Le BRS repose sur une simple principle : séparer la propriété du terrain de celle du bâtiment. L’acheteur devient propriétaire des murs, mais le foncier reste entre les mains d’un Organisme de Foncier Solidaire (OFS). En échange, il paie une redevance modeste, souvent less than 100 euros par mois. Résultat ? Le purchase price peut chuter de 20 à 50 %, une real impact à Paris, Lyon ou Bordeaux, où chaque mètre carré coûte une fortune.
Outre cette direct cost , le dispositif offre des avantages fiscaux non négligeables : TVA à 5,5 %, frais de notaire réduits, et parfois une tax exemption de taxe foncière. Le bail dure 80 à 99 ans, assurant une long-term stability . En cas de revente, le prix est encadré par l’OFS, qui dispose d’un droit de préemption. Ce n’est pas une full control , mais c’est précisément ce qui garantit l’accessibilité du bien pour les générations futures.
Pour bénéficier du PTZ en BRS, il faut remplir les standard conditions : être primo-accédant au sens fiscal, respecter les income limits (basés sur le revenu fiscal de référence de l’année N-2), occuper le logement 8 mois par an minimum, et ne pas posséder d’autre bien adapté. Le total amount du PTZ peut atteindre jusqu’à 50 % du coût en zone tendue, avec des higher cap allant jusqu’à 195 000 euros selon la composition du foyer.

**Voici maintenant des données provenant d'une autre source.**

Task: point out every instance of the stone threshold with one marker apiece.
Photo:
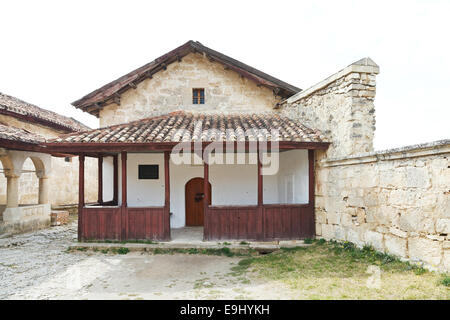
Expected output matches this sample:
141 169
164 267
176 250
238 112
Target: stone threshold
234 246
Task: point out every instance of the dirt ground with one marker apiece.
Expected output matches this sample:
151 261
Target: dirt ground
38 266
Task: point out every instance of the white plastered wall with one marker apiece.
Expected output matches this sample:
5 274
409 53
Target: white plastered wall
108 179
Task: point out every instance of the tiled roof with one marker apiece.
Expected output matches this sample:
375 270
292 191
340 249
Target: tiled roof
182 126
19 135
18 107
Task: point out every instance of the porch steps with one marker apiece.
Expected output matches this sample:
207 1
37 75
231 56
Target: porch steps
233 246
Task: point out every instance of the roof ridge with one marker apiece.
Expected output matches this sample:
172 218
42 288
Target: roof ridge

La demande se fait via une banque conventionnée. Les dossiers incluent l’avis d’imposition, une attestation sur l’honneur, et les pièces liées au bien. Pour check eligibility , le simulateur de l’ANIL ou l’ADIL locale sont des outils free support . Et pour optimiser le montage, un courtier peut aider à cumuler le PTZ, le PAS et d’autres aides — une smart response face à la pression immobilière.
Ça change tout pour moi : je voulais racheter un BRS à Lyon mais je croyais que le PTZ était bloqué après le premier achat. Enfin une real opportunity vraie chance pour les jeunes.

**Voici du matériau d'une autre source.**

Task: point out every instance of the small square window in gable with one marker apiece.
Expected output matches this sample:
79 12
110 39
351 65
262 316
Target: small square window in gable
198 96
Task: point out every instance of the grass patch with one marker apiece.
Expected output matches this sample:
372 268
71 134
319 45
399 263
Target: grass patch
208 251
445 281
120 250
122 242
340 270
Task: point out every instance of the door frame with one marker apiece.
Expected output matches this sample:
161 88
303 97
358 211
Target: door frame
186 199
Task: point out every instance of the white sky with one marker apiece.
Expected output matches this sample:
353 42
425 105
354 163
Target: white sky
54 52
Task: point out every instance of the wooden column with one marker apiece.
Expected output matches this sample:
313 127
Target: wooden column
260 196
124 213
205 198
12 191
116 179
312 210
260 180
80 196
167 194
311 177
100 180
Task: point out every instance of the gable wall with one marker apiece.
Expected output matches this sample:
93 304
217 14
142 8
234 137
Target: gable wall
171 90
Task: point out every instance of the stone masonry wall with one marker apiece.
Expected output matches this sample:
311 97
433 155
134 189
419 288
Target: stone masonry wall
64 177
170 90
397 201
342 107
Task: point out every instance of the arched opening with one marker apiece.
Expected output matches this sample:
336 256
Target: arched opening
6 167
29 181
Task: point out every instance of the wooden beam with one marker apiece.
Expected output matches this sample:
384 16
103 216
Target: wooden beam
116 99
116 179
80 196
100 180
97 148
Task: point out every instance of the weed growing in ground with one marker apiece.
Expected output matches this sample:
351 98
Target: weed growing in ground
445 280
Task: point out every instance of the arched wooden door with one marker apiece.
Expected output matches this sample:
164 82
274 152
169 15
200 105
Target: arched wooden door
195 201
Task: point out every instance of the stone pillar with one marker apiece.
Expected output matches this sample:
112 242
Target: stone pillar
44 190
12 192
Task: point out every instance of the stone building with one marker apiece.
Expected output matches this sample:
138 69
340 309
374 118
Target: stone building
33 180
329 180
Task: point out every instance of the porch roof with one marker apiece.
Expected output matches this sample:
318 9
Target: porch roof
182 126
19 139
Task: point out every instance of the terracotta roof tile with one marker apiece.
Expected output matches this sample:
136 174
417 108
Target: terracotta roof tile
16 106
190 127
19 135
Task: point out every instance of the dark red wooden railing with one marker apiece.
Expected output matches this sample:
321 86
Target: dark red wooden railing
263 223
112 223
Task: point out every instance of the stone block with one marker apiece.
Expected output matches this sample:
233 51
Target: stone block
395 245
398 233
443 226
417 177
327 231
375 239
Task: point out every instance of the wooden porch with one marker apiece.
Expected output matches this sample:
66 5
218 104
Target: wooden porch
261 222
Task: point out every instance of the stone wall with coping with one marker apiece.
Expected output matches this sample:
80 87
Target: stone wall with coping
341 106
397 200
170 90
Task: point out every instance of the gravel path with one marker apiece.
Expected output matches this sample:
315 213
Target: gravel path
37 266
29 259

Le gouvernement dit qu’il veut aider, mais c’est un amendement voté contre son avis qui ouvre cette key access porte essentielle. Ironique, non ?
Attention aux redevances futures : même si c’est peu aujourd’hui, l’OFS peut-il les réviser fortement ? Pas envie de me retrouver avec une hidden cost surprise dans 10 ans.

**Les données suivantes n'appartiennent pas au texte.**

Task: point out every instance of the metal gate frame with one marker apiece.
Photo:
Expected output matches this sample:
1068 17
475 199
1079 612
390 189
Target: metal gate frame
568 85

Je viens de vérifier sur ANIL : avec mon revenu de 2024, je passe juste sous le income limit plafond. Ouf. Merci pour l’info.
Le vrai problème, c’est le manque d’offre. Même avec le PTZ, si y’a rien à acheter en BRS, c’est une paper promise mesure en l’air.
J’ai acheté en BRS il y a deux ans. Trop tard pour le PTZ, mais au moins maintenant les suivants auront plus de financial support soutien. C’est déjà ça.